After being driven out of Khartoum in March last year, the RSF shifted its focus towards consolidating control over Darfur by capturing el-Fasher and expanding its reach into the Kordofan states in southern Sudan.

Amnesty said RSF fighters committed grave human rights violations in and around el-Fasher during an 18-month siege.

“Children were not collateral damage of this violence — often, they were deliberately targeted and have suffered immensely. They have been killed, injured, raped, abducted, and forcibly recruited on a massive scale,” said Amnesty International Secretary General Agnès Callamard.

The report, based on dozens of accounts from more than 200 survivors, said evidence gathered “may be relevant to the crime of genocide”.

One 17-year-old survivor from Abu Zerega, south of el-Fasher, described being attacked by RSF fighters.

“They tied me up and beat me with sticks and the back of an AK-47. Then one of them approached on a camel and… just shot me in the leg,” he said.

The teenager, who now uses crutches, said 8 of his cousins, including 4 boys aged between 11 and 17, were killed in the same attack.

Amnesty researchers reviewed 89 open-source videos and analysed satellite imagery from North Darfur. The rights group said many victims were targeted and killed because of their ethnic identity.

According to Amnesty, Arab fighters from the RSF targeted members of non-Arab communities, often using ethnic slurs translated as “slave” or “servant”.

Arab militias associated with the RSF have a long history of violence against black African communities in Darfur.

In el-Fasher, the armed groups defending the city were predominantly from the Zaghawa ethnic group. Amnesty said RSF fighters targeted Zaghawa civilians as well as combatants.

Witnesses also described mass killings, sexual violence and the deliberate targeting of children.

Pressure grows on RSF backers

Callamard said the world had been warned about the horrors facing civilians in el-Fasher as the RSF laid siege to the city.

“It is a stain on the conscience of humanity,” she said, calling for an immediate ceasefire and the urgent deployment of an international force to protect civilians.

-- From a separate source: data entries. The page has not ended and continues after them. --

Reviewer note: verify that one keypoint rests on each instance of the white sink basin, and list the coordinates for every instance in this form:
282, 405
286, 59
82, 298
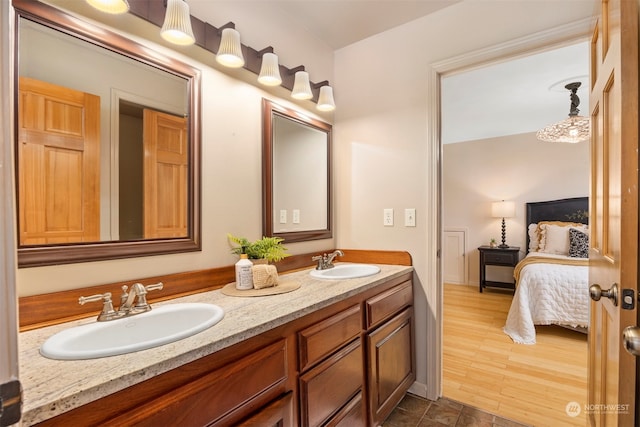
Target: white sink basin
161, 325
346, 271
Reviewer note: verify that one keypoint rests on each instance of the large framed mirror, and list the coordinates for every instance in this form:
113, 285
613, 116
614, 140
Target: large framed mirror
107, 143
296, 174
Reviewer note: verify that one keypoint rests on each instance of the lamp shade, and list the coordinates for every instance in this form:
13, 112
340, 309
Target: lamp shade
270, 70
325, 99
110, 6
503, 209
301, 86
230, 51
176, 28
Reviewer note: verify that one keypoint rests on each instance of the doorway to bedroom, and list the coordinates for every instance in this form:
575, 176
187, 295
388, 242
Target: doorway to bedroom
490, 153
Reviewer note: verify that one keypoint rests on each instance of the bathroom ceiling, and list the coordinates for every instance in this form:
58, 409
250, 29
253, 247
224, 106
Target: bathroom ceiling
512, 97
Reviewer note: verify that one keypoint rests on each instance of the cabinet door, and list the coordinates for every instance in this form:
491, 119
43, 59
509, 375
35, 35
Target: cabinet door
391, 367
327, 388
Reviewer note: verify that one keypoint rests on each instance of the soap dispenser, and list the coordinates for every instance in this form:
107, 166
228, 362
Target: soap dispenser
244, 276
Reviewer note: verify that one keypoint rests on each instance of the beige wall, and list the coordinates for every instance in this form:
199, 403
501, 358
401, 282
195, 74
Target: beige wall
382, 134
518, 168
231, 173
381, 156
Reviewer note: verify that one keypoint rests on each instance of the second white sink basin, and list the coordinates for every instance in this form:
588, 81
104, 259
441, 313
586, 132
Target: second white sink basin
346, 271
161, 325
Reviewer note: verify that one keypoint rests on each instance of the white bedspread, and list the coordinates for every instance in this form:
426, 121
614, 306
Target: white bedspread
548, 294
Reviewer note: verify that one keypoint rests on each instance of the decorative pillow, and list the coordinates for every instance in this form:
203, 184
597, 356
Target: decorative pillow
556, 238
559, 230
534, 237
578, 243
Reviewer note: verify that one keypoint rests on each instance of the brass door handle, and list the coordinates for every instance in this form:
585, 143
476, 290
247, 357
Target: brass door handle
631, 340
596, 292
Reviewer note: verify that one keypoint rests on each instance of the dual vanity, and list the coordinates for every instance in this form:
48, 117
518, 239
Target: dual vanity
333, 352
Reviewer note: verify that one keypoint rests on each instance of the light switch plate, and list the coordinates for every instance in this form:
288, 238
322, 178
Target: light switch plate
387, 219
410, 217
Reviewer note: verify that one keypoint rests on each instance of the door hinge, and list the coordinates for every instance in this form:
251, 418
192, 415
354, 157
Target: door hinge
10, 403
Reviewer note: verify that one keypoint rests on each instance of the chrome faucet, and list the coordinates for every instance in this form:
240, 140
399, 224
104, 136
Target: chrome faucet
138, 293
326, 261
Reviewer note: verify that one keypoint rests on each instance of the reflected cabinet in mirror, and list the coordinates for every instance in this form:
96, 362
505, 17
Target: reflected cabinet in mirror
297, 175
107, 143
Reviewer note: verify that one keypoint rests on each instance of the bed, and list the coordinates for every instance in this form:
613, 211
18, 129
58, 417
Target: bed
552, 280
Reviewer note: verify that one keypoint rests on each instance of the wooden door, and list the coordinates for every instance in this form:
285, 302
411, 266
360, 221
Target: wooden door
165, 175
58, 164
614, 210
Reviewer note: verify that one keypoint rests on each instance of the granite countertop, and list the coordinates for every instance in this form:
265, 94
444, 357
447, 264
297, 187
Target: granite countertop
52, 387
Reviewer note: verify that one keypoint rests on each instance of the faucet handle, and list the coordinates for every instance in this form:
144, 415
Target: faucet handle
156, 286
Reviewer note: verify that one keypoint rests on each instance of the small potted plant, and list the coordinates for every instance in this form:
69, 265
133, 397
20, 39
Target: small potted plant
267, 248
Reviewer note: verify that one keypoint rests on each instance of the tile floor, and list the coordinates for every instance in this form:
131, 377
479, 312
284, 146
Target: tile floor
415, 411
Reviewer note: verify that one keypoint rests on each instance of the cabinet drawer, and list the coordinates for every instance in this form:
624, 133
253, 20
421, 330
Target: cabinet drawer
386, 304
328, 387
351, 415
321, 339
496, 257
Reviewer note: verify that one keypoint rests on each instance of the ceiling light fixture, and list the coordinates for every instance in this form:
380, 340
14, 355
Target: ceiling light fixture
301, 87
270, 69
573, 129
114, 7
230, 50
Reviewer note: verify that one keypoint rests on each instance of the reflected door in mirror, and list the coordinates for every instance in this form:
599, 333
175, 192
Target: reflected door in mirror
58, 163
165, 175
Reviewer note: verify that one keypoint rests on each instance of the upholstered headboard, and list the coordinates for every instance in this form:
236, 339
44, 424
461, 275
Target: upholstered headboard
575, 209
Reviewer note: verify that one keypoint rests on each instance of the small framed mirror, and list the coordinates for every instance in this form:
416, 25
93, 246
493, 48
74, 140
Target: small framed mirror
107, 143
296, 175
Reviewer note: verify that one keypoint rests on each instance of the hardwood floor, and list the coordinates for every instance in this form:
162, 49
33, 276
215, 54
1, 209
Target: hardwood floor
482, 367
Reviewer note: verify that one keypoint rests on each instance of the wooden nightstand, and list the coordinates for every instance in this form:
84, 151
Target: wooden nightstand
506, 257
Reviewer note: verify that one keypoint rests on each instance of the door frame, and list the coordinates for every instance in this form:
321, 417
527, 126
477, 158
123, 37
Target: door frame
564, 35
9, 363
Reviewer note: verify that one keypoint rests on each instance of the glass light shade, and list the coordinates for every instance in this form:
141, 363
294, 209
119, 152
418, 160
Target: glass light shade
301, 86
114, 7
503, 209
572, 130
177, 24
325, 99
270, 70
230, 51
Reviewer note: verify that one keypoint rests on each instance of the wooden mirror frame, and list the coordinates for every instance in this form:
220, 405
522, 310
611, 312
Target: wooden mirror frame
269, 109
32, 256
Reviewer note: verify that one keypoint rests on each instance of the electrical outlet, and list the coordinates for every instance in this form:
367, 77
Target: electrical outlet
387, 220
410, 217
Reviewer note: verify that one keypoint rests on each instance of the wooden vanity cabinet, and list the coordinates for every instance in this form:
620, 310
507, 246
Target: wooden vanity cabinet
390, 349
346, 365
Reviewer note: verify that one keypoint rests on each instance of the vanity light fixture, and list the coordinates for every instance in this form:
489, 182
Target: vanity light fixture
325, 97
230, 50
115, 7
573, 129
177, 24
270, 69
301, 87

Amnesty said it had identified RSF commanders responsible for violations of international law and called for accountability.

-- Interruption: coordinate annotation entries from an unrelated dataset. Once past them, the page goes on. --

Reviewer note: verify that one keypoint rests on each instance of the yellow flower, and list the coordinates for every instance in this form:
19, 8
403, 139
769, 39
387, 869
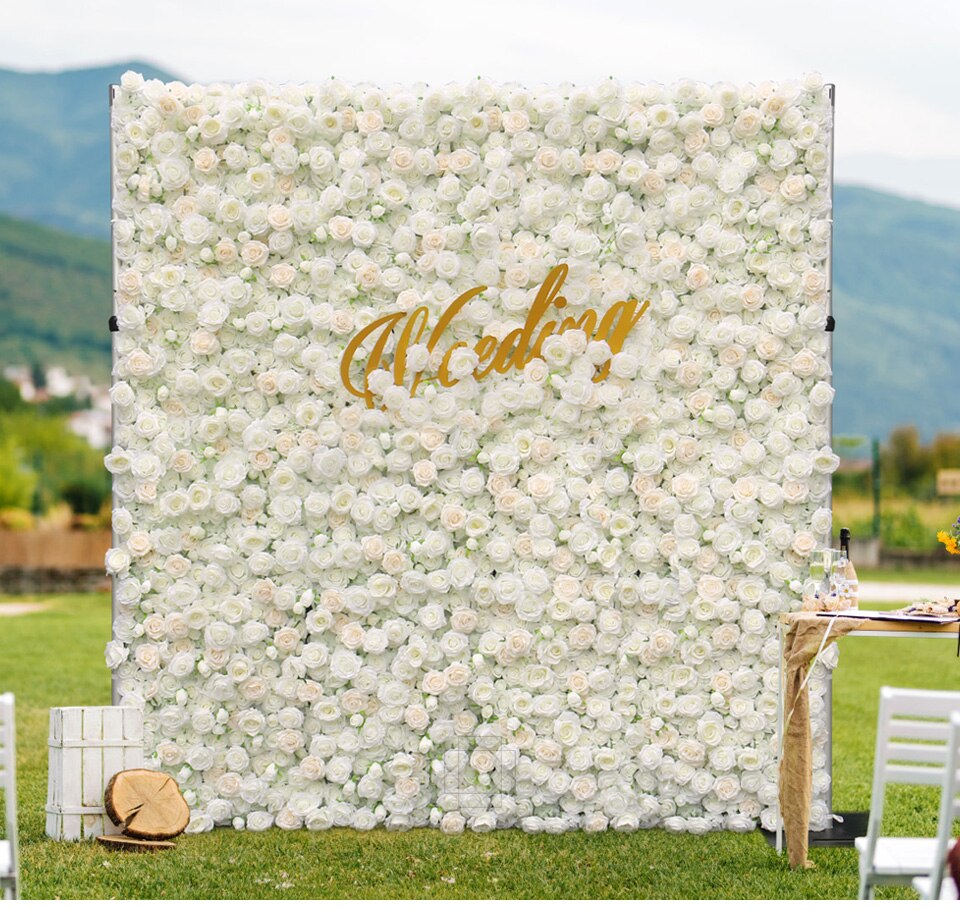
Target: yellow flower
949, 542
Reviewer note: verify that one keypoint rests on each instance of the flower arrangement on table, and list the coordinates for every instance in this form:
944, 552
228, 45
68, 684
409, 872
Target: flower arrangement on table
950, 538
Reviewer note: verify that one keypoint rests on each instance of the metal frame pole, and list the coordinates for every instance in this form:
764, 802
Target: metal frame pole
111, 94
828, 695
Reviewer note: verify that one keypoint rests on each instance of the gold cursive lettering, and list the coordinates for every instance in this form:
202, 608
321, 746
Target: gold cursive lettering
513, 352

The RSF leadership has acknowledged that some violations occurred and claimed it is investigating them, but continues to insist that the scale of the atrocities is being exaggerated.

The report adds to mounting evidence of mass atrocities in el-Fasher. The UN previously warned that violence in the city bore the “hallmarks of genocide”.

According to the UN, more than 6,000 people were killed in just 3 days during the assault on el-Fasher.

International pressure is now growing on the foreign backers fuelling Sudan’s war, including the UAE, which has repeatedly been accused of supporting the RSF despite the militia’s record of massacres, sexual violence and ethnic cleansing.

For many Sudanese civilians, especially in Darfur, the latest report confirms what survivors have been saying for years: the RSF’s campaign is not merely a fight for territory, but a campaign of terror against communities already scarred by decades of violence.